Screenshot of a server error page. The Error Summary shows H T T P Error 403.8 Forbidden.

If you wait for another 5 seconds when all the previous requests have executed and then make a request, the request will succeed.

Important

When configuring number of allowed requests over time for a real web application, thoroughly test the limits that you pick to ensure that valid HTTP clients do not get blocked. This is especially important for Rich Internet Applications that have AJAX enabled web pages and serve media content.

Deny Actions

The module can be configured to perform the following actions when denying requests for IP addresses:

  • Send 403 (Forbidden) response to the client;
  • Send 404 (File not found) response to the client;
  • Abort request by closing the HTTP connection, without sending any response to the client.

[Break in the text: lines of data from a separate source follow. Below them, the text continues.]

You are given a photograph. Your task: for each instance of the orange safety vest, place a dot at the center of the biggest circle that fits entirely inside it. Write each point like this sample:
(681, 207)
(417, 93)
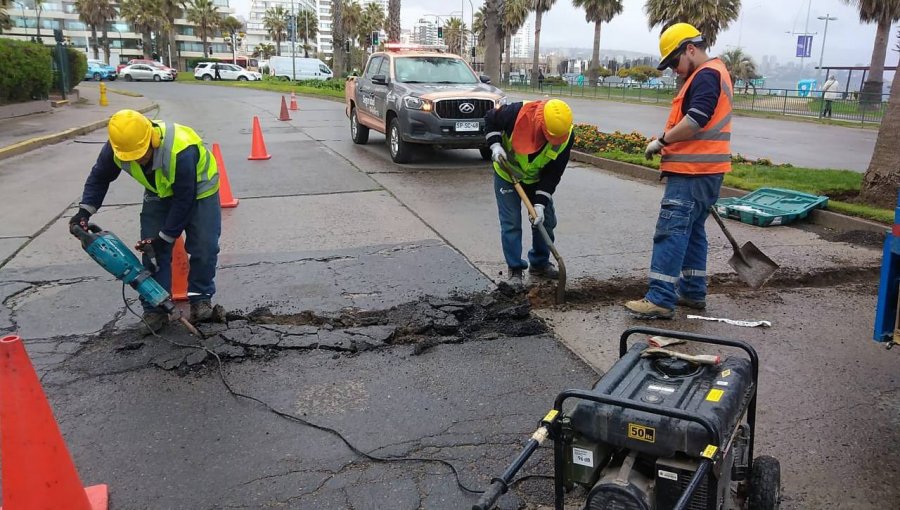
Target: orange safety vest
(709, 150)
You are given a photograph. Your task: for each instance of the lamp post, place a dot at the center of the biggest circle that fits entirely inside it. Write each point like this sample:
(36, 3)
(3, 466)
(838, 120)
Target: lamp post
(825, 18)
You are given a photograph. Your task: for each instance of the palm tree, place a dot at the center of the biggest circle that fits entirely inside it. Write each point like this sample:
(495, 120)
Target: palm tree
(883, 12)
(882, 178)
(710, 17)
(205, 16)
(307, 27)
(392, 25)
(515, 13)
(597, 12)
(144, 16)
(540, 7)
(275, 21)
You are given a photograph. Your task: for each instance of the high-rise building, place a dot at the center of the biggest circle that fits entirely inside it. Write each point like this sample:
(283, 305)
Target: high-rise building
(124, 42)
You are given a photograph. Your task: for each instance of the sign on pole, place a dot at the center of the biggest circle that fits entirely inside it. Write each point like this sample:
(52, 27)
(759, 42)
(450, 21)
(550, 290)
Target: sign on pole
(804, 46)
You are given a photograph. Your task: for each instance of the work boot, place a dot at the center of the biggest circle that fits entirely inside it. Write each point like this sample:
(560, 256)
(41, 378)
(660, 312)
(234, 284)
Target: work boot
(696, 304)
(155, 321)
(201, 311)
(547, 271)
(645, 309)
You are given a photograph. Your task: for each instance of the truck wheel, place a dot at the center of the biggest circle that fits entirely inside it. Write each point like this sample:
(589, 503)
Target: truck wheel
(401, 152)
(765, 484)
(358, 132)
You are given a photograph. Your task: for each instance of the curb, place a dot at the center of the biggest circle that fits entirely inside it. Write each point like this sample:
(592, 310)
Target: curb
(42, 141)
(820, 217)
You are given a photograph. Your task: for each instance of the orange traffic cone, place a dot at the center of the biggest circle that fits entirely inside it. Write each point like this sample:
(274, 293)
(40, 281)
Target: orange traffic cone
(258, 147)
(180, 267)
(38, 471)
(284, 113)
(226, 199)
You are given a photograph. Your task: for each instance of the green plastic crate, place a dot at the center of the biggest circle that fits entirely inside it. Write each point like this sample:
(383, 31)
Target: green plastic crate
(770, 206)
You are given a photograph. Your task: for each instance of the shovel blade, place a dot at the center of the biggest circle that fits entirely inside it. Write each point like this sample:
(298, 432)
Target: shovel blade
(755, 267)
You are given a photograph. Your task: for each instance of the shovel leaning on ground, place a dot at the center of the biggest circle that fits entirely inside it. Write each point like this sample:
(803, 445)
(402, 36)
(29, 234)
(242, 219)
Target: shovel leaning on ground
(750, 263)
(515, 174)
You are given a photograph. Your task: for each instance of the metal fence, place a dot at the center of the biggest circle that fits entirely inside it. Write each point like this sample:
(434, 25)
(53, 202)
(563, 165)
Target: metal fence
(785, 102)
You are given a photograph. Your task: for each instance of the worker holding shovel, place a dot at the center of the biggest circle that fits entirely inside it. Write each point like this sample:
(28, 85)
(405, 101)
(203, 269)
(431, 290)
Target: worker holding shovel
(535, 138)
(696, 154)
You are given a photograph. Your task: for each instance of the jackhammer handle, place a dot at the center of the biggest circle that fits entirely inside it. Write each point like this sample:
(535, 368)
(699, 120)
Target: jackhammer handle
(490, 496)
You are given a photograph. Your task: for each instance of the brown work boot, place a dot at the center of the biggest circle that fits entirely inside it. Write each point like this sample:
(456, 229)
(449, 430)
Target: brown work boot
(201, 311)
(645, 309)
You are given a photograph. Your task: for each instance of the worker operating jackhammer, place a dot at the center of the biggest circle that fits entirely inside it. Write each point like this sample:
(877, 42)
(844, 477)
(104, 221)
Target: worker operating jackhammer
(537, 138)
(182, 195)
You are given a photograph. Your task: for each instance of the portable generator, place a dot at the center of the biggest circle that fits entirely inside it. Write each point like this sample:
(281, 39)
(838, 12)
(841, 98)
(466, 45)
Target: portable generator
(658, 432)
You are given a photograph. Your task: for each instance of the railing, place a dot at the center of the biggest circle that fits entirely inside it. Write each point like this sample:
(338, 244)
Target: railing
(785, 102)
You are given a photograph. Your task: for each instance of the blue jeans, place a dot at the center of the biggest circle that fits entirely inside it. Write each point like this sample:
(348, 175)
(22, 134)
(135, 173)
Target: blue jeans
(201, 243)
(679, 244)
(509, 207)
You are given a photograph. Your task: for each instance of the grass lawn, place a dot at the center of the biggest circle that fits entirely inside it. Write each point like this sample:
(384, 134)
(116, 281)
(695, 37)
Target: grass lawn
(842, 184)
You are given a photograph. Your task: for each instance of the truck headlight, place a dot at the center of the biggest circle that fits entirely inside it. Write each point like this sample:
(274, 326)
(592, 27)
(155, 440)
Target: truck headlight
(417, 103)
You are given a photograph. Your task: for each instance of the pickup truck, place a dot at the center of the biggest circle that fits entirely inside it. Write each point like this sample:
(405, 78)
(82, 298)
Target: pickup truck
(420, 96)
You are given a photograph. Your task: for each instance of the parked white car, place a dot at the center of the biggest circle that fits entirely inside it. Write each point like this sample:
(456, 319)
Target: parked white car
(207, 71)
(138, 72)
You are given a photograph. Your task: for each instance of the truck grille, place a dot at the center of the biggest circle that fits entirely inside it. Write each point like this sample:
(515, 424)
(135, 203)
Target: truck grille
(450, 108)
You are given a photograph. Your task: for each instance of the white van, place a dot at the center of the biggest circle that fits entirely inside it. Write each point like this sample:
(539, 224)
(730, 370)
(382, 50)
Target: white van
(302, 69)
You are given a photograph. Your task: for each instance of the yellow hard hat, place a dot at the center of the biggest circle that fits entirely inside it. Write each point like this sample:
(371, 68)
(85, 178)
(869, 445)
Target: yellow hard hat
(129, 134)
(671, 40)
(557, 121)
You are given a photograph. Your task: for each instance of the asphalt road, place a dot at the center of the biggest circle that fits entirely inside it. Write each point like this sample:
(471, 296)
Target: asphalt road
(331, 247)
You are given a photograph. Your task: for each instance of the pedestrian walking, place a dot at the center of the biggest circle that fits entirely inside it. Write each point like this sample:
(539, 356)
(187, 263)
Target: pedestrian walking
(536, 137)
(829, 93)
(182, 195)
(696, 154)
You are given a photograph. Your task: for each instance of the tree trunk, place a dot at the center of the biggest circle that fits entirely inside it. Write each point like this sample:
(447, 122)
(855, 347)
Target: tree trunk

Support for web servers behind proxy

If your web servers are behind a firewall or proxy machine, then the client IP for all requests might show up as the IP of the proxy or firewall server. This would hamper the ability for Dynamic IP Restriction module to be useful. Most of such servers however add an X-Forwarded-For header in the HTTP request that contains the original client's IP address. Selecting the "Proxy" mode checkbox in the main Dynamic IP Restrictions configuration page will check for client IP address in this header first.